Se come traduttore Proust dovette sopperire alle proprie carenze linguistiche, ricorrendo all’aiuto della madre e di una giovane scultrice inglese, come commentatore seppe racchiudere le pagine del maestro in una sorta di preziosissima cornice d’epoca: alle indispensabili informazioni erudite intrecciò i propri ricordi di viaggio, e le statue di Amiens, da lui contemplate nel sole al tramonto, divennero familiari ai suoi lettori come le colonnine di granito della Piazzetta di Venezia, "belle straniere giunte dall’Oriente sul mare che guardano in lontananza e che si frange ai loro piedi".
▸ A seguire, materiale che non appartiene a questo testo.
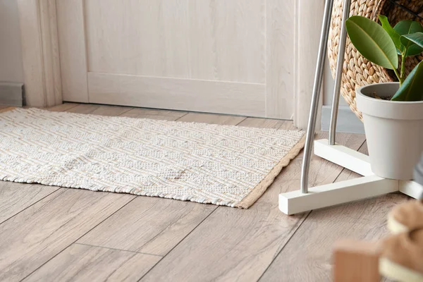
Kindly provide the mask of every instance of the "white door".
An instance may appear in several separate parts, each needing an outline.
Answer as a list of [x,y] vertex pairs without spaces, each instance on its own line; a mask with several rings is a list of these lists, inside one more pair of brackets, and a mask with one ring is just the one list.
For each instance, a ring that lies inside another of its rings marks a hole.
[[295,0],[58,0],[64,101],[290,118]]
Allo stesso modo le considerazioni sulla lettura di Sesamo e i gigli trovarono un originale contrappunto nella prefazione che le accompagnava, rievocazione di incantate letture infantili in giardini d’altri tempi.Pur prendendo, a partire dal 1905, molta distanza dalla lezione del maestro, intrisa a suo avviso di ambiguo estetismo, delle parole di Ruskin Proust si sarebbe ancora servito in seguito, in forma indiretta e trasposta.Nella Recherche vediamo infatti balenare, davanti agli occhi del narratore, l’immagine di una Venezia favolosa, "città di diaspro e di smeraldo", mentre la pittura di Elstir presenta tratti turneriani e l’immaginaria chiesa di Balbec ha un portale scolpito che è, come quello di Amiens, un’autentica "Bibbia di pietra".Certo l’interpretazione di Proust, che prescindeva totalmente dagli aspetti sociali e utopici del pensiero di Ruskin, oggi ci appare datata e insufficiente; resta però una componente di primo piano della cultura e dell’estetica da cui è nata la Recherche. Se ne è accorta a suo tempo l’editoria italiana: al 1946 risale la traduzione Bompiani dell’edizione proustiana della Bibbia di Amiens, dovuta a Salvatore Quasimodo, mentre il Commento a Sesamo e i gigli, non incluso nel volume dedicato dalla Pléiade francese ai saggi di Proust, è stato tradotto da Barbara Piqué e presentato da Giovanni Macchia nel 1982 per i tipi dell’Editoriale Nuova.